Hacker Newsnew | past | comments | ask | show | jobs | submitlogin

This dataset is a massive failure when it comes to ethical research practices. LAION-5B openly indexed copyrighted data that it had no business collecting. They failed to go through an IRB when curating this data. The ethics review for this paper was a joke, where the ethics reviewer raises valid concerns and then discards their review because "if they don't publish it here, they'll publish it somewhere else anyways" [0].

LAION-5B has enabled some really cool technologies and a lot of promising startups. This work should have been carried out responsibly.

[0] https://openreview.net/forum?id=M3Y74vmsMcY



> LAION-5B openly indexed copyrighted data that it had no business collecting.

Seems like an open and shut fair use claim, web indexing (not even scraping, just indexing) is not uncommon...


Whether or not that data can be used ethically is an entirely separate conversation, one that IRBs have spent decades answering, and a process that LAION completely skirts on the basis of being a company.


I mean, sure, but that has nothing to do with the data being copyrighted or not.


> LAION-5B openly indexed copyrighted data that it had no business collecting.

This seems to be legal in many countries (from what I know, the UK, EU, Japan and Singapore) due to the TDM (Text and Data Mining) exception, especially for researchers.


It's the classic HN scraping butthurt. You can only do this if you're a billion (trillion?) dollar company and you do it behind closed doors.

All these concern trolls are bad actors. All of them.

Unless you literally steal someone's work and use it / sell it as your own, all the data mining is moral and should be legal if it isn't already.

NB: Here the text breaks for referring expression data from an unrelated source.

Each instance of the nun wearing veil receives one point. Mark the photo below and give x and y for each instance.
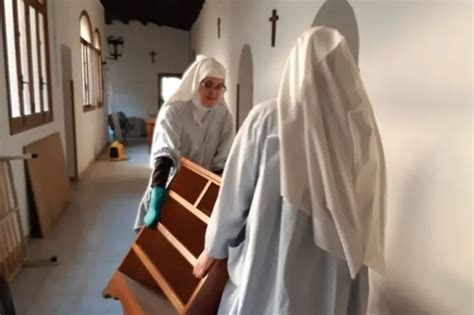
(300, 214)
(193, 123)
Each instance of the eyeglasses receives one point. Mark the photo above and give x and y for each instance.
(209, 85)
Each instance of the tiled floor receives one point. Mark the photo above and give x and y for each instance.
(89, 240)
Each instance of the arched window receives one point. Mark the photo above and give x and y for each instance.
(87, 53)
(98, 69)
(27, 63)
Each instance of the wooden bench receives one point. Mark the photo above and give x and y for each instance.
(155, 277)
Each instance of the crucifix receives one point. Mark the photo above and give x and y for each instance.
(273, 19)
(153, 54)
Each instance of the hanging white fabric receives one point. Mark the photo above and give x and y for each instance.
(332, 161)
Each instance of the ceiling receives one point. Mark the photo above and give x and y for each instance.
(180, 14)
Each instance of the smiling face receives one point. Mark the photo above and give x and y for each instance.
(210, 91)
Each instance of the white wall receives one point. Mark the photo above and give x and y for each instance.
(63, 26)
(133, 78)
(416, 63)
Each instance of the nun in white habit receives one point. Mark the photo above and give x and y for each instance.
(300, 214)
(194, 123)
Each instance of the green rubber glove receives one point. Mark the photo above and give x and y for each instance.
(153, 214)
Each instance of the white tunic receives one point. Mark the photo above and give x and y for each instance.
(274, 265)
(182, 131)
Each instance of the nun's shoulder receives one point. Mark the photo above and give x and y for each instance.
(179, 106)
(263, 112)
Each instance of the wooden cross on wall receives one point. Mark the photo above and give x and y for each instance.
(274, 18)
(153, 54)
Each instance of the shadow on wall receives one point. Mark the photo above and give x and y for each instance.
(338, 14)
(245, 86)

> Unless you literally steal someone’s work and use it / sell it as your own

Artists creating work are not releasing it on the internet with ShareAlike licenses or any other license which openly allows derivative work or further distribution without a license. This is literally providing a means to stealing people’s work.

How is this any different from providing a listing of copyrighted movies and games and a means to download them, a la The Pirate Bay?


What specifically are you claiming required a review board?

Quick review of their site and the paper turns up nothing that commonly would be a topic that might merit such a review.

Related FAQs:

- https://laion.ai/faq/


LAION-5B includes images of humans without their explicit consent. Images of people generally involve IRB/HSR. Additionally, almost any IRB will mention that if you’re using data derived from humans, you must go through IRB.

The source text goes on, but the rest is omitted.